6. Rambus Inc. (NASDAQ:RMBS)
Market Cap as of 16/08/2024: $5.03 Billion
Enterprise Value: $4.62 Billion
Upside Potential: 31.78%
Rambus Inc. (NASDAQ:RMBS) is a semiconductor products company that offers DDR memory interface chips and DDR4 memory interface chips to module manufacturers. It also provides a collection of security intellectual property solutions, such as crypto components, hardware foundations of security, fast protocol engines, chip distribution technologies, and patents that span memory design, rapid serial connections, and security items.
Rambus Inc. (NASDAQ:RMBS) ranks sixth on the list of best debt-free stocks to buy, given its low debt level of about $30 million. It has embarked on a new strategy of developing an industry-leading product roadmap for data centers and AI. Consequently, it is projecting a solid third quarter driven by double-digit sequential chip growth again. Revenue in the second quarter increased to $132.1 million from $119.8 million a year ago.
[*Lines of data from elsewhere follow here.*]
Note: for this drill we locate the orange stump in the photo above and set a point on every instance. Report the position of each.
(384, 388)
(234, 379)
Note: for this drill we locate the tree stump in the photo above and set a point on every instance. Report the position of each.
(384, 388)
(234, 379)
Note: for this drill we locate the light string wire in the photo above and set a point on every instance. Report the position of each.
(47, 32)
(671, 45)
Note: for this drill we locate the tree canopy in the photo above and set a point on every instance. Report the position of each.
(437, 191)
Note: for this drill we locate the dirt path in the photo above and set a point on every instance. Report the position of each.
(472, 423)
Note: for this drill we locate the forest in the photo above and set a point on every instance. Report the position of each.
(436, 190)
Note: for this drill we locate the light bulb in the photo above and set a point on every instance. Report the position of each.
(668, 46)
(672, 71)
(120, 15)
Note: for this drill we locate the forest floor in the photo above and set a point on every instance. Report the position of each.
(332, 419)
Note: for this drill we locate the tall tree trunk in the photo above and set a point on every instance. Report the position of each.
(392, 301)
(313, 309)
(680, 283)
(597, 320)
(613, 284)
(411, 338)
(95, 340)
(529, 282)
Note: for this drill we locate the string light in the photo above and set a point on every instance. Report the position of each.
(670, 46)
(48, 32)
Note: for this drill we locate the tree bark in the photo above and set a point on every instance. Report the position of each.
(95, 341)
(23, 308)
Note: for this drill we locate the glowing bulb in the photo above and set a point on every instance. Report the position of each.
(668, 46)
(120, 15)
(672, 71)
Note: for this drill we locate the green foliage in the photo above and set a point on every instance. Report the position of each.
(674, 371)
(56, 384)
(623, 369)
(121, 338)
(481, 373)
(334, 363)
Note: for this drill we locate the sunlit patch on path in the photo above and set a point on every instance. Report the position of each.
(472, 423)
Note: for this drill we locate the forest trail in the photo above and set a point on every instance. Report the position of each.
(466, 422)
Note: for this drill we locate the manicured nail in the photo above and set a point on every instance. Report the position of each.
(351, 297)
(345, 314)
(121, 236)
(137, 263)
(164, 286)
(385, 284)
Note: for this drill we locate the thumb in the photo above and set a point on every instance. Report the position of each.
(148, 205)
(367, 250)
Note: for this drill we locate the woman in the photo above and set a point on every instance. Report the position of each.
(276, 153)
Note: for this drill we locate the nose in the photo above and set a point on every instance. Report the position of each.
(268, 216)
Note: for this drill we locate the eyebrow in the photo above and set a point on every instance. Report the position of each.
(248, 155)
The company is investing strategically in new products and technologies for data centers and devices for clients, showing its belief in expanding the data center and AI sectors. Even though there has been a drop in revenues from the contract and other silicon IP sources due to sales of assets in the previous year, Rambus Inc. (NASDAQ:RMBS) anticipates a growth rate of 10% to 15% in these areas compared to the year before.
While the stock is down by 33% for the year, it trades at a price-to-earnings multiple of 20. The stock is trading at a discount, considering the average P/E in the technology sector is 31. Rambus Inc. (NASDAQ:RMBS) is currently rated as a ‘Buy’ with an average price target of $77.75, implying a 31.78% upside potential from current levels. According to Insider Monkey, the number of hedge funds holding stakes in the company dropped to 25 in Q1 2024 from 29 as of the end of 2023.
In its first quarter 2024 investor letter, Carillon Chartwell Small Cap Growth Fund stated the following regarding Rambus Inc. (NASDAQ:RMBS). Here is what the fund said:
“Rambus Inc. (NASDAQ:RMBS) shares lagged as the company disappointed investors with weak guidance for the first quarter of 2024, due to lower product revenues for the semiconductors it makes. Spending on traditional servers has been lower, replaced by AI spending, which is having a negative impact on Rambus.”